A new clinical practice guideline from the American College of Physicians (ACP) recommends that metformin should be the initial drug used to treat most patients with type 2 diabetes when lifestyle modifications fail to control hyperglycemia. If needed, a second drug can also be added in combination with metformin.
The new recommendations, published online February 6 in the Annals of Internal Medicine, are based on a systematic evidence review evaluating pertinent literature and comparative efficacy analysis of FDA approved oral medications for the treatment of type 2 diabetes.
In a news release, Amir Qaseem, MD, FACP, PhD, MHA, director of clinical policy at the ACP, indicated that “We found that most diabetes medications reduced blood sugar levels to a similar degree.

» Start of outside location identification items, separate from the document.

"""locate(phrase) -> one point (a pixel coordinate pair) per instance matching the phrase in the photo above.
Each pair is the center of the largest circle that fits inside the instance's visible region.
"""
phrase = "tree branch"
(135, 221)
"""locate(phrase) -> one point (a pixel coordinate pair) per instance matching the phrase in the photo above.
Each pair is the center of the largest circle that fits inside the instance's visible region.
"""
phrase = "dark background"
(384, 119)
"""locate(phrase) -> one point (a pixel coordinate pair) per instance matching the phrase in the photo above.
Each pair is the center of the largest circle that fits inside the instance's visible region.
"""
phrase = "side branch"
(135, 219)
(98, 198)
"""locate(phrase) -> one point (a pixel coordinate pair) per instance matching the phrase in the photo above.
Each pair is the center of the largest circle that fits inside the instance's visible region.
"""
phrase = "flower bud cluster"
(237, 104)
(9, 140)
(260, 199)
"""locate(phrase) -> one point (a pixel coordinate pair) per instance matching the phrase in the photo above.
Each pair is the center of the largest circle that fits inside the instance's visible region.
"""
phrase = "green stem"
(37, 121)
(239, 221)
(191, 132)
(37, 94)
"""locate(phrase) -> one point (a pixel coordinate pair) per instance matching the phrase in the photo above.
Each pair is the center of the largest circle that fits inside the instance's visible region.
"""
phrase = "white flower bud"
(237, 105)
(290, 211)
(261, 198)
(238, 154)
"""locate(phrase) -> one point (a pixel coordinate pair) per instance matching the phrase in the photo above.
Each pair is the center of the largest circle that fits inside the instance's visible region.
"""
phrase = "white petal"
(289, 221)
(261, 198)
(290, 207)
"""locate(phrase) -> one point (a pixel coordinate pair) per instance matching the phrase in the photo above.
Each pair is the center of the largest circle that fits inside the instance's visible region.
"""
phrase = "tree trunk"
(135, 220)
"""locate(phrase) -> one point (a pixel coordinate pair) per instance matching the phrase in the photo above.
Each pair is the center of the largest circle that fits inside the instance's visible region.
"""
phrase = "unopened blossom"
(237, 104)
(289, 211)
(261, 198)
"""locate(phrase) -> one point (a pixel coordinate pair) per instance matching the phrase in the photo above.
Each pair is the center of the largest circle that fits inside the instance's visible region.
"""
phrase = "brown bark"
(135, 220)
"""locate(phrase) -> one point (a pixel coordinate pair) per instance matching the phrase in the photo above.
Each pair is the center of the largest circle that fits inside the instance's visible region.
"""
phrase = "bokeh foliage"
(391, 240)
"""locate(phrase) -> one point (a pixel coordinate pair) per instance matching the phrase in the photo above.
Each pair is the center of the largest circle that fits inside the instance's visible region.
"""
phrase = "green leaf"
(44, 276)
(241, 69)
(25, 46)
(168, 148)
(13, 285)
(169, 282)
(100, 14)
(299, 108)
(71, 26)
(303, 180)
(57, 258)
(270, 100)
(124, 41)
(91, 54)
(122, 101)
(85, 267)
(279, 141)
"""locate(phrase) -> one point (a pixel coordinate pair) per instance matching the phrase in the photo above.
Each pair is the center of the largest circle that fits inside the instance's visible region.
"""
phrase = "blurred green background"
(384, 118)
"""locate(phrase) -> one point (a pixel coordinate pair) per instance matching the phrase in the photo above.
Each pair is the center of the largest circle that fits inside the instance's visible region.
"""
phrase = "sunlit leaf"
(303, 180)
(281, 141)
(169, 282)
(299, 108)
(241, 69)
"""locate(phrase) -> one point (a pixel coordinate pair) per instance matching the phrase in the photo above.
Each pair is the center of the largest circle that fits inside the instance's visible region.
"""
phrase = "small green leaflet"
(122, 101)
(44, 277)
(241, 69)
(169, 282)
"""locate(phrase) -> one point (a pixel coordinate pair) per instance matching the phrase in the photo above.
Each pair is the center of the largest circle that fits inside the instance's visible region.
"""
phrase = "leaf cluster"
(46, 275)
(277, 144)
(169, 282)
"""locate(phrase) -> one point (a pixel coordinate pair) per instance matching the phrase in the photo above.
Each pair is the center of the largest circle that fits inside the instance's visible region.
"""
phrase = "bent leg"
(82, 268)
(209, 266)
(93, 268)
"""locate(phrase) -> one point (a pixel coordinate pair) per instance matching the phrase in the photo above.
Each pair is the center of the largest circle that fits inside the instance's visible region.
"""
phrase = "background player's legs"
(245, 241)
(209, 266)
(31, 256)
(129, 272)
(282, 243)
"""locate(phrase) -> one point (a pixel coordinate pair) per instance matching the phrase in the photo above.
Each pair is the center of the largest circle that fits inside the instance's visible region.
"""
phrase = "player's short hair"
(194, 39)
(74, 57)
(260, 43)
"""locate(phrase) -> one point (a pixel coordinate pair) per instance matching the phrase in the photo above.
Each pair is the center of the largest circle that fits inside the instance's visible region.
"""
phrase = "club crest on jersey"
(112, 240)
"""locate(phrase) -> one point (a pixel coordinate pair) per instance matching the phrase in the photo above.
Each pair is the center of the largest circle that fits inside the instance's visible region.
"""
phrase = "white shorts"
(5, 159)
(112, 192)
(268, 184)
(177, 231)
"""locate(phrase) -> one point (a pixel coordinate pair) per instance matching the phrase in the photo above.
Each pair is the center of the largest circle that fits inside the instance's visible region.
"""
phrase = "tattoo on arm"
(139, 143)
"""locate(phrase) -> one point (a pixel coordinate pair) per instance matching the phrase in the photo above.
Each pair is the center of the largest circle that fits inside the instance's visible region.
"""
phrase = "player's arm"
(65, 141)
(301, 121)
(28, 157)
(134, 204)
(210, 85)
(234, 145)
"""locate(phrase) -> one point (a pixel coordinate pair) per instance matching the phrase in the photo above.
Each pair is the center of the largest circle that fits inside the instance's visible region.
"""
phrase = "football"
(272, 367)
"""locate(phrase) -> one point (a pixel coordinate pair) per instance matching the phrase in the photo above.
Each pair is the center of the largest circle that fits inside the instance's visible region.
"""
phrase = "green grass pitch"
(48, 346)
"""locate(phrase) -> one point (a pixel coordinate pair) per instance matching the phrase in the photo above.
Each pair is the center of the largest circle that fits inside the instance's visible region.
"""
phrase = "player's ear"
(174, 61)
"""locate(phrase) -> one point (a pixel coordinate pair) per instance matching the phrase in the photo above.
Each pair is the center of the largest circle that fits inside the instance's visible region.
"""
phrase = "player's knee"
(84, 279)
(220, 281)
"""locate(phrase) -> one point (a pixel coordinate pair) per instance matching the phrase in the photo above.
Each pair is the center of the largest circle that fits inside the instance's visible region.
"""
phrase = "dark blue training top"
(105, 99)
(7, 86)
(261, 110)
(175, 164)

However, metformin is more effective compared to other type 2 diabetes drugs in reducing blood sugar levels when used alone and in combination with other drugs. In addition, metformin reduces body weight and improves cholesterol profiles.”
The guideline authors searched MEDLINE (from 1966 through December 2010), EMBASE, and the Cochrane Central Register of Controlled Trials for studies that compared diabetes drugs and were published in English. The researchers assessed clinical outcomes including death from any cause, cardiovascular disease and death, cerebrovascular morbidity, neuropathy, nephropathy, and retinopathy. The ACP clinical practice guidelines grading system was used to grade the recommendations and underlying evidence.
Specific recommendations in the new guidelines are:
Recommendation 1: When lifestyle modifications including diet, exercise, and weight loss have not adequately improved hyperglycemia, clinicians should add oral pharmacologic therapy in patients with type 2 diabetes (Grade: strong recommendation, high-quality evidence).
Recommendation 2: For most patients with type 2 diabetes, clinicians should initially prescribe monotherapy with metformin (Grade: strong recommendation; high-quality evidence).
Recommendation 3: When lifestyle modifications and monotherapy with metformin fail to control hyperglycemia, a second agent should be added to metformin (Grade: strong recommendation; high-quality evidence).
Based on the evidence, metformin was more effective than other diabetes medications as monotherapy as well as when used in combination therapy. Metformin effectively lowered HbA1c levels, decreased body weight, and reduced plasma lipid levels in most cases.
Regarding the comparative effectiveness of type 2 diabetes medications on all-cause and cardiovascular mortality, cardiovascular and cerebrovascular morbidity, and microvascular outcomes, the evidence was insufficient to make any recommendations.
When compared with sulfonylureas, overall adverse effects were fewer with metformin and high-quality evidence showed that risk of hypoglycemia was higher with sulfonylureas than with metformin or thiazolidinediones. Additionally, the combination of metformin plus sulfonylureas was associated with a greater risk for hypoglycemia than the combination of metformin plus thiazolidinediones. Based on moderate-quality evidence, when used as monotherapy, the risk for hypoglycemia with metformin and thiazolidinediones was similar.
Evidence was insufficient regarding the differential effectiveness among various medications as a function of age, sex, or race.
Qaseem A, Humphrey L, Sweet D, et al. Oral Pharmacologic Treatment of Type 2 Diabetes Mellitus: A Clinical Practice Guideline from the American College of Physicians. Ann Intern Med. 2012;156:218-231.